Whistling past the coronavirus graveyard
It's hard not to notice something more indigenous to Americans than to most of the world: Using humor to fight something that's (literally) deadly serious.
There are a lot of jokes about the coronavirus, a lot of memes, and a lot of videos making fun of the infection itself, as well as some of the practices associated with fighting it (social distancing, wearing masks, overvigorous hand-washing, etc.). For examples of a variety of tongue-in-cheek coronavirus jabs, check out BabylonBee.com.
But there are also those pleading that we stop with the humor already, that "being funny" when people are dying is, well, seriously not funny.
A recent article about a young man in New Jersey who lost his fiancé to the virus brings up this very issue. He quite bluntly asks, can we stop with the joking already?
I must admit, I for one am very sympathetic to his request and agree that if someone in my close family had the virus -- and especially if they died from it -- just how funny then would I find the humor aimed at corona?
But I also see the humorous jabbing side of all this, as well. To me, the humor is more along the lines of "whistling past the graveyard," throwing a middle finger at death and saying, you won't defeat us.
Mike Rowe had a wonderful, measured response to what's happening worldwide, and especially how we in America and in all "free" countries around the world should react. He's a big proponent (indeed the originator) of something he calls "Safety Third," the idea that if safety is actually first, certain tasks would never get done and freedom would be curtailed. He shares the classic illustration of the British people's response to the Germans daily bombing of London back in WWII. Rowe applies his "formula" to the current crisis and you can read about it on Facebook.
Humor might, at worst, be insensitive in this time of caution and fear (real or imagined), but it certainly isn't deadly. In fact, some craziness might even awaken some folks who wouldn't normally take this pandemic so seriously -- the young, for example, who may think this seeming madness is going overboard since they themselves are more likely to survive the infection. Rap music might reach this crowd.

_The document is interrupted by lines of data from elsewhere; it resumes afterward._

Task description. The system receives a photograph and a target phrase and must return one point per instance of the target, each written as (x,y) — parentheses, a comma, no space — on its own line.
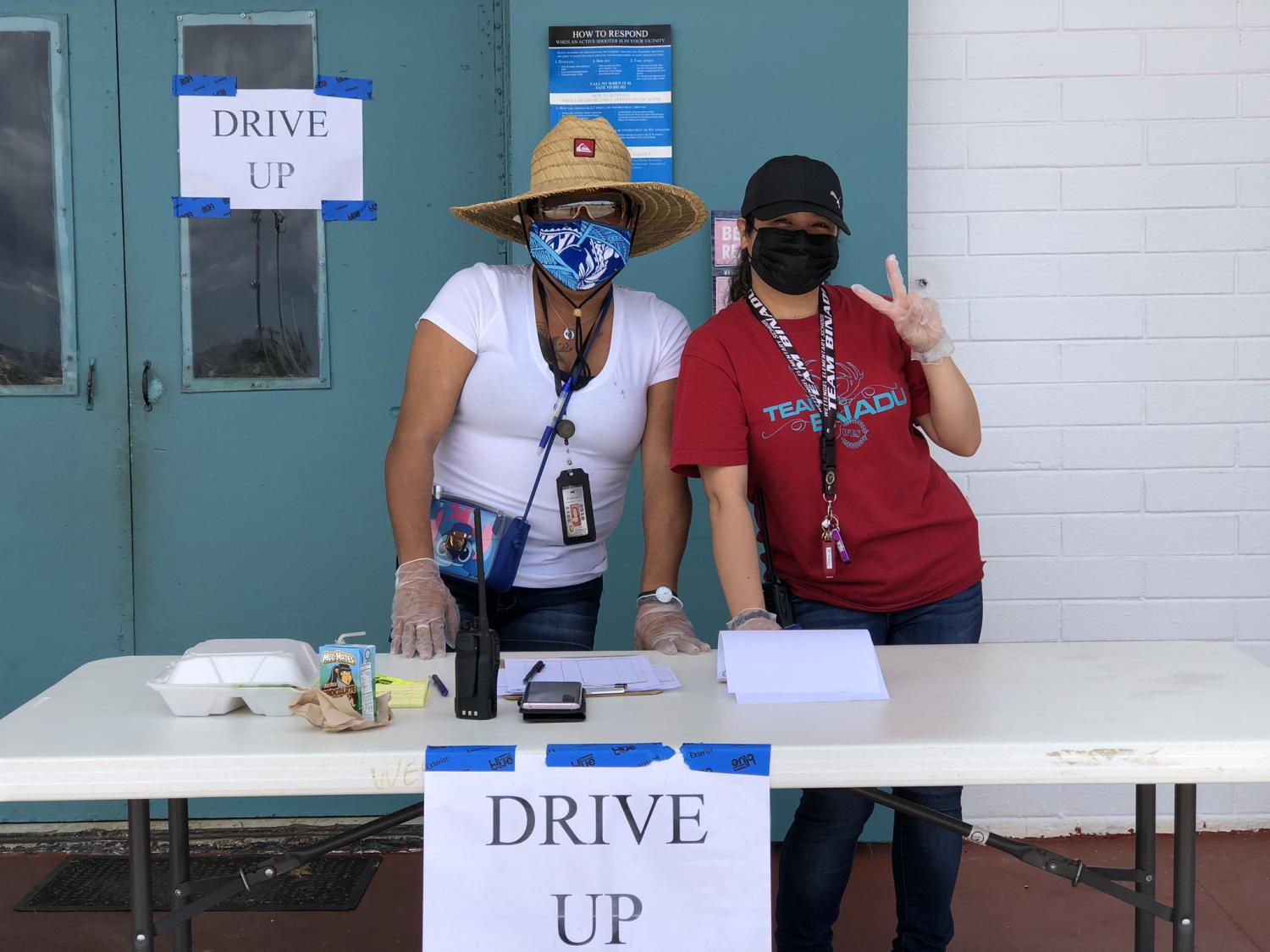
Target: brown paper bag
(337,713)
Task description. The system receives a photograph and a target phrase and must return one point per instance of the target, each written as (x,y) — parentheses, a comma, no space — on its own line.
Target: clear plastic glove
(754,619)
(424,614)
(662,626)
(917,319)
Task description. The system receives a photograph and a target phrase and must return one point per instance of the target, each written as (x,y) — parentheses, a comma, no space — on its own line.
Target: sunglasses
(609,211)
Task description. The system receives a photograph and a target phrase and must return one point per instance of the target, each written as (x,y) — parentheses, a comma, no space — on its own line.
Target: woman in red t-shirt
(865,530)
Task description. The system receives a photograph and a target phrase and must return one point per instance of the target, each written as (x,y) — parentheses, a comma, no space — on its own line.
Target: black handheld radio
(477,652)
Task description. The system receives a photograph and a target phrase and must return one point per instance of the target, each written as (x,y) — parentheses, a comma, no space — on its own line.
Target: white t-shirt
(490,451)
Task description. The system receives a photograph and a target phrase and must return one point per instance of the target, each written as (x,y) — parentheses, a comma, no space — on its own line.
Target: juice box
(348,672)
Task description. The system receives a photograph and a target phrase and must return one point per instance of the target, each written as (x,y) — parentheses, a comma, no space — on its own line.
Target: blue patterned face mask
(579,254)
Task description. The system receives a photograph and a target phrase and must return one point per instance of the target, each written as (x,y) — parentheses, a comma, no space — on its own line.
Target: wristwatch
(662,593)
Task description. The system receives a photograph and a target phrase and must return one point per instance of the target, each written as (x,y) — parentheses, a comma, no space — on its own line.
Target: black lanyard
(581,372)
(826,400)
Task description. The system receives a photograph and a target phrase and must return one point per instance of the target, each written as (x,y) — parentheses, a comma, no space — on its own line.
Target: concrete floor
(1001,905)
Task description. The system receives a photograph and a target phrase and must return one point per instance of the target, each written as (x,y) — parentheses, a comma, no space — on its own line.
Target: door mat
(96,883)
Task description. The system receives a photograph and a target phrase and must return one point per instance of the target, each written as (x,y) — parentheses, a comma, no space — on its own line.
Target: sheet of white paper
(271,147)
(794,665)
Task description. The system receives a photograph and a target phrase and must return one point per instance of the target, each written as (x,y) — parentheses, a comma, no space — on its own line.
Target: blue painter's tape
(455,759)
(350,211)
(607,754)
(345,86)
(190,207)
(754,759)
(195,85)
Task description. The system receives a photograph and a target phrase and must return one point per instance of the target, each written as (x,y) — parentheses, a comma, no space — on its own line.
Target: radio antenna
(480,573)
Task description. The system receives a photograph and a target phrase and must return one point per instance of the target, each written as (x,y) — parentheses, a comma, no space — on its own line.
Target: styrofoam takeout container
(218,675)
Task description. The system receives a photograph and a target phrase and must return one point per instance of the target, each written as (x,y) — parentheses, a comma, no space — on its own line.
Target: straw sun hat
(587,155)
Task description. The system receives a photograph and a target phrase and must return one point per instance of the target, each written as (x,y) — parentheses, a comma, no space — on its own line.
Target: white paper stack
(599,673)
(794,665)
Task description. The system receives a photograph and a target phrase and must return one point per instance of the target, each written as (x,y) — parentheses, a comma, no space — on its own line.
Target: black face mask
(794,261)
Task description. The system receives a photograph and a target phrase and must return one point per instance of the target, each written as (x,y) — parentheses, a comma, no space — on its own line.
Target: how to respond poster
(624,75)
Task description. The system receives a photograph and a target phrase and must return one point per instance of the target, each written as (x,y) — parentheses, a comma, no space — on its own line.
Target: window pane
(30,306)
(249,316)
(253,277)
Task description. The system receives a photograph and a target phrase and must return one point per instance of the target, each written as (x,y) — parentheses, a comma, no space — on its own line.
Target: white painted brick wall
(1090,200)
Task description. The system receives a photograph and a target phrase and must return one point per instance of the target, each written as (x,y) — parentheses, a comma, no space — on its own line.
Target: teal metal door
(276,343)
(65,542)
(226,480)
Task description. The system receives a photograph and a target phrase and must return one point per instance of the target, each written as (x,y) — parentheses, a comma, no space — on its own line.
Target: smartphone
(551,696)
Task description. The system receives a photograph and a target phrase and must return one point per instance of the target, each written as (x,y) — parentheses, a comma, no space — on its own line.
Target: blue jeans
(820,843)
(538,619)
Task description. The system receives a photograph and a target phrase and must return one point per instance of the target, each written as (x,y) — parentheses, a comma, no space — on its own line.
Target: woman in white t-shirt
(490,358)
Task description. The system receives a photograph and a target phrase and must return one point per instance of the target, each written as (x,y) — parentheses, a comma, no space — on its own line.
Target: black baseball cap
(794,183)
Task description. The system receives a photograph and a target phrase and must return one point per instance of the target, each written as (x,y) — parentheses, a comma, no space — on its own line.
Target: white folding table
(1123,713)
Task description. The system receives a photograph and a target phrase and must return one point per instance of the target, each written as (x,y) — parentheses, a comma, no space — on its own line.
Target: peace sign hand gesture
(916,317)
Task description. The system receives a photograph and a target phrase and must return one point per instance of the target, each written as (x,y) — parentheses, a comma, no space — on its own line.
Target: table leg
(1145,862)
(178,837)
(1184,867)
(139,860)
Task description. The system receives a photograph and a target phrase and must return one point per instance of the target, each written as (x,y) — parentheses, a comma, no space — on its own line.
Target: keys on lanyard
(826,399)
(831,542)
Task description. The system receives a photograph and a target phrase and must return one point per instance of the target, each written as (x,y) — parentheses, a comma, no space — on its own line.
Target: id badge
(577,520)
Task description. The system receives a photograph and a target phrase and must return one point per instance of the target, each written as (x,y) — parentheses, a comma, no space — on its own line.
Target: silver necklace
(568,332)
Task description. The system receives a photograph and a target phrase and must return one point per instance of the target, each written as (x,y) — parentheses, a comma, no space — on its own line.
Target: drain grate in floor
(83,883)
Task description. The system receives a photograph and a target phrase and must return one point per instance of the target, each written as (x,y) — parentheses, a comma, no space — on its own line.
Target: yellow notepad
(406,693)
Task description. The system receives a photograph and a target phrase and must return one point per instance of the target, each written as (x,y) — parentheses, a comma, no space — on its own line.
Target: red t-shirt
(909,531)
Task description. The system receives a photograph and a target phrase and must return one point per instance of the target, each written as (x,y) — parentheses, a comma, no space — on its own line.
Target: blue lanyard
(561,404)
(566,388)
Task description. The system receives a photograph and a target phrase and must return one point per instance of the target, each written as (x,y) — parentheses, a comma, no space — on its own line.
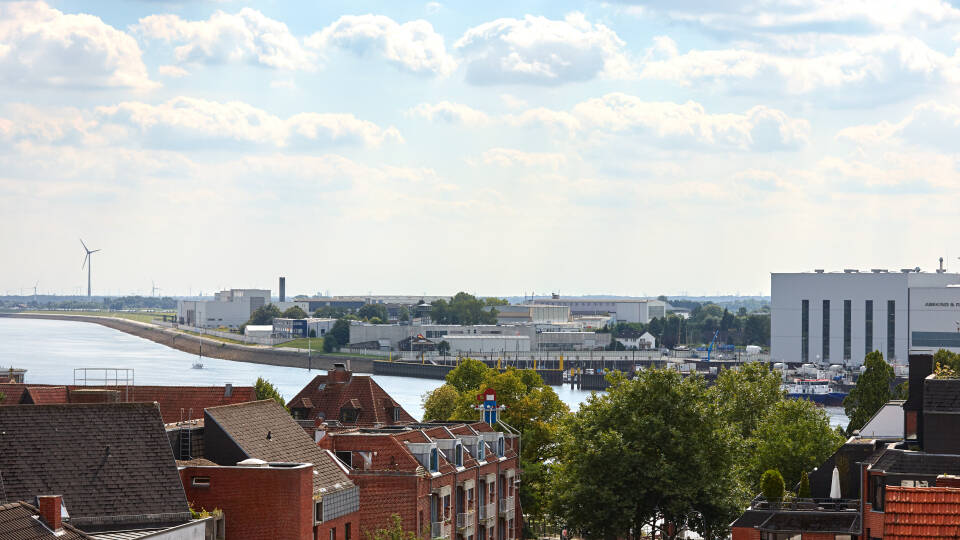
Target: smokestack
(49,507)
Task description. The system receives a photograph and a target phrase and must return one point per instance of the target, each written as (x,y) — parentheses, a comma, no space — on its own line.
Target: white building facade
(839,317)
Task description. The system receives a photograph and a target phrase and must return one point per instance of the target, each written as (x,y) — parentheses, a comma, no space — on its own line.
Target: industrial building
(621,309)
(838,317)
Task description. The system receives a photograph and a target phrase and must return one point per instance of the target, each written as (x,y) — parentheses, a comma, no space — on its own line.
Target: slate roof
(248,425)
(921,513)
(17,523)
(911,462)
(111,462)
(323,396)
(941,395)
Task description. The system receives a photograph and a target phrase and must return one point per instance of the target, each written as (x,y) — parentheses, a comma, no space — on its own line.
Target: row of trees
(657,449)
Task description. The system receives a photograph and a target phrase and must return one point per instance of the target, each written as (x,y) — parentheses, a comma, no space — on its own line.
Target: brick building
(896,487)
(107,466)
(267,475)
(347,398)
(177,403)
(455,481)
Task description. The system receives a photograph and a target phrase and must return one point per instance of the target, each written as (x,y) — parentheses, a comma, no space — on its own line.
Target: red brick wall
(745,533)
(257,502)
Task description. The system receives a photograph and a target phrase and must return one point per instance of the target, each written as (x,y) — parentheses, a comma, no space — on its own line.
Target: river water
(51,350)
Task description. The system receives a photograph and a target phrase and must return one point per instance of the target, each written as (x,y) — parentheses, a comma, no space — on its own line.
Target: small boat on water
(816,390)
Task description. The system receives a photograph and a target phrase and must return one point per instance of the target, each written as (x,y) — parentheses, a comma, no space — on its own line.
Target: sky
(501,148)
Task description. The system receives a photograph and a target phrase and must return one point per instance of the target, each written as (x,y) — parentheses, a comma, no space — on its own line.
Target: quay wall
(212,348)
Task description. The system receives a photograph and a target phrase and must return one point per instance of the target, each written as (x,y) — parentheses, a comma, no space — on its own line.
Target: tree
(340,331)
(804,491)
(871,392)
(264,389)
(371,311)
(295,312)
(394,531)
(654,452)
(772,483)
(793,437)
(439,404)
(746,395)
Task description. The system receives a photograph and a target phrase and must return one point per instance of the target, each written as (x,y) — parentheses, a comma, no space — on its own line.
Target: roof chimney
(338,374)
(49,506)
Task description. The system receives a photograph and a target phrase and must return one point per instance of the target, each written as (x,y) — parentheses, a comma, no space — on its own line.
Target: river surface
(50,351)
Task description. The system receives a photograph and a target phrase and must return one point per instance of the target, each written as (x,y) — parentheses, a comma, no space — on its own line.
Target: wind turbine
(88,262)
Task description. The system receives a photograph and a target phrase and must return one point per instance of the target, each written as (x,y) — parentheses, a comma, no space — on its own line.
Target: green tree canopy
(871,392)
(264,389)
(650,449)
(795,436)
(747,394)
(463,308)
(440,403)
(294,312)
(371,311)
(394,531)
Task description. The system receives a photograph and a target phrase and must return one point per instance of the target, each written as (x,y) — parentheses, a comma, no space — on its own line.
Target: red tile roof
(921,513)
(327,394)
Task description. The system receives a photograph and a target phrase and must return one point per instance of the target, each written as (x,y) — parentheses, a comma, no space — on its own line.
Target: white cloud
(675,124)
(451,113)
(412,46)
(879,65)
(43,47)
(537,50)
(509,157)
(188,123)
(931,125)
(245,37)
(852,16)
(172,71)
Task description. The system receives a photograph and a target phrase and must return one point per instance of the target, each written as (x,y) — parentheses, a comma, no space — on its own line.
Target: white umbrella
(835,484)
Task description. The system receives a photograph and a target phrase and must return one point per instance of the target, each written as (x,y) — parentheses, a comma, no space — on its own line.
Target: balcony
(488,511)
(465,522)
(506,506)
(439,529)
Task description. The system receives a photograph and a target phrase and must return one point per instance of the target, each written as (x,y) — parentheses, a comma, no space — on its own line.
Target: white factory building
(637,310)
(838,317)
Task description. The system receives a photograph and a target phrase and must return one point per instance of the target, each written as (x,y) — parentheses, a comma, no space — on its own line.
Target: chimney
(338,374)
(49,506)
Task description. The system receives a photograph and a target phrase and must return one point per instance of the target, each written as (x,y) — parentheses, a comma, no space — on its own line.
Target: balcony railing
(805,505)
(439,529)
(488,511)
(506,505)
(464,520)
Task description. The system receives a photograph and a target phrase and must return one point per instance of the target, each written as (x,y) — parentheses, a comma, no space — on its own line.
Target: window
(200,481)
(805,331)
(891,328)
(345,457)
(826,330)
(846,329)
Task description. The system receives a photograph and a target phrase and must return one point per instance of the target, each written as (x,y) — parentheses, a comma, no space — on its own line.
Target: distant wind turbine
(88,262)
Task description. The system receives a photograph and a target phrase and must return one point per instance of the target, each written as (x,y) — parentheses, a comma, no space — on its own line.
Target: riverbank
(212,348)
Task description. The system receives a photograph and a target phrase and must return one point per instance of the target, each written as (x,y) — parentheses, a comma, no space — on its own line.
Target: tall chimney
(49,506)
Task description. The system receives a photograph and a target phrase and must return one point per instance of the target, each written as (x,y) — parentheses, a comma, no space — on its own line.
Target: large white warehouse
(839,317)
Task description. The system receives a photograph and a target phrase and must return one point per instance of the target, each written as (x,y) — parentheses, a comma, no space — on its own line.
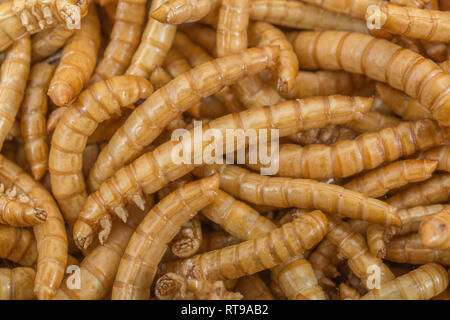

Just Google words like "Corona rap" and you'll find a lot of quirky, even raunchy, humorous examples.
There is, of course, something infinitely worse than humor to "fight" the virus, and that's when it gets politicized. Many in the media seem more concerned with what we label the virus than how we fight it. Questions at a recent press conference with the president and his team kept falling back into the name-calling arena, that to call the virus from China a Chinese virus was racist. It seems that the virus that hit America back in 2009 by way of Mexico, labeled H1N1, was also at the time called the Swine Flu. I don't recall anyone in the press pelting then-President Obama with pleas for clarification on the nomenclature. Think about it: If it's referred to as the Swine flu and it comes to us via Mexico, doesn't that imply that Mexicans are... dirty?
Here's the long and short of it. Name-calling and humor are both sidebars to defeating something that in most of our lifetimes has never been seen before -- whether the calls for sheltering-in-place are way overblown or not, most nonpolitical people in the know, including many scientists and doctors, believe that, in this case, we should err on the side of caution.
So, there's science and being informed by facts, and then there's trying to score political points -- which could certainly prove deadly.
Certainly now is the time we need to come together so that a few months down the road, we can all pat each other on the back and say, "Together we WON!"
Then, alive and kicking, a renewed America can use the upcoming election to debate and decide who was the bigger champion of the victory over the dreaded coronavirus.